Sur les sentiers du Monde

La Thaïlande

L’arrivée

Le mois passé au Laos a placé la barre très haut en terme de paysages, d’aventures et d’authenticité. Quand nous traversons le Mékong en Pirogue pour passer en Thaïlande, nous sommes pleins d’espoirs pour la suite. Nous avons croisés quelques personnes dernièrement qui nous ont pas mal chauffés pour ce pays. Notre embarcation nous débarque à Chiang Kong. Tout de suite, le ton est donné: c’est « Retour vers le futur ». Tout est plus avancé technologiquement: les voitures, les distributeurs de billets partout, les seven eleven (genre de 8 à 8), les bus modernes, les pylônes électriques géants. Nous avons presque l’impression dêtre revenus à la maison. La seule chose qui nous fait douter, ce sont ces dessins bizarres partout (la langue Thai), et ces temples bouddhistes que l’on voit à chaque coin de rue.

Chiang Rai

Plus de deux heures de bus après Chiang Kong, et nous voilà à Chiang Rai. Un petit tour en tuk tuk nous permet de constater que la première guesthouse que nous visitons est complète. Voilà, ça devait arriver, nous sommes au début de la saison touristique. Cela devait bien arriver un jour. Jusqu’ici, nous avions eu la chance de faire quasiment tous les pays hors saison, mais là, ça part plutôt mal on dirait. nous suivons alors les conseils du pilote du Tuk Tuk, et nous nous rendons à une seconde auberge. Il y a de la place, ce n’est pas cher, alors nous prenons une chambre sans trop hésiter. Après un moment passé à nos reposer et manger un morceau, nous réalisons que la quasi totalité des clients ici sont français. La réponse à « qu’est ce qu’ils font tous là ? » est trouvée rapidement.

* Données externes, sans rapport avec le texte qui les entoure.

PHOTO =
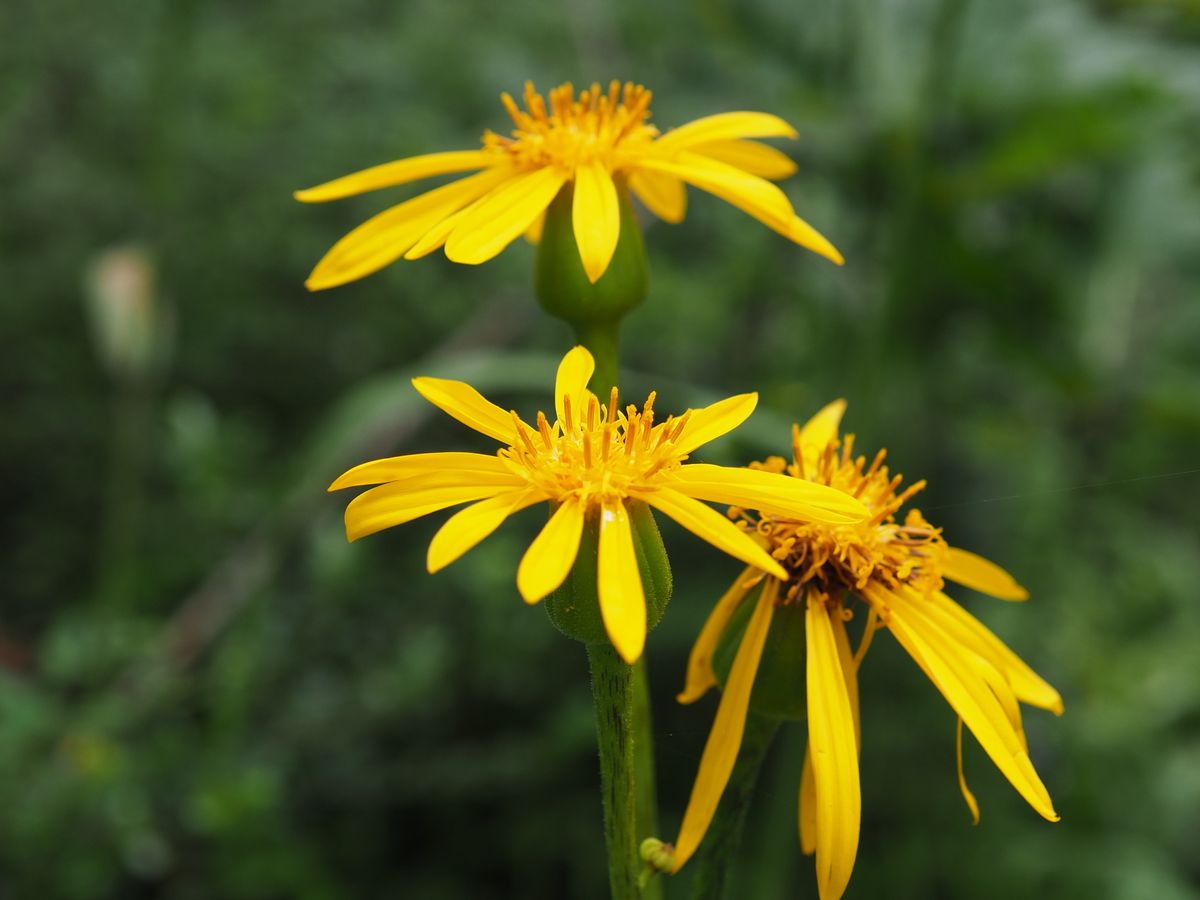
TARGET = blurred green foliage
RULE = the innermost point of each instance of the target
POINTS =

Ils ont tous le guide du routard, et cet hotel est dans ce livre, donc, ils viennent tous là. Nous passons l’après-midi à nous reposer ici, et nous sympathisons avec deux couples (français) qui démarrent un tour de six mois en Asie du sud est, mais on croise aussi des touristes qui nous conseillent un hôtel à Pukhet (une des villes les plus touristiques de la planète) avec une grande piscine, tout ça pour pas cher (3 fois notre budget journalier). Vous l’aurez compris, dans ce pays, on croise des voyageurs et des vacanciers, ça nous change des derniers mois.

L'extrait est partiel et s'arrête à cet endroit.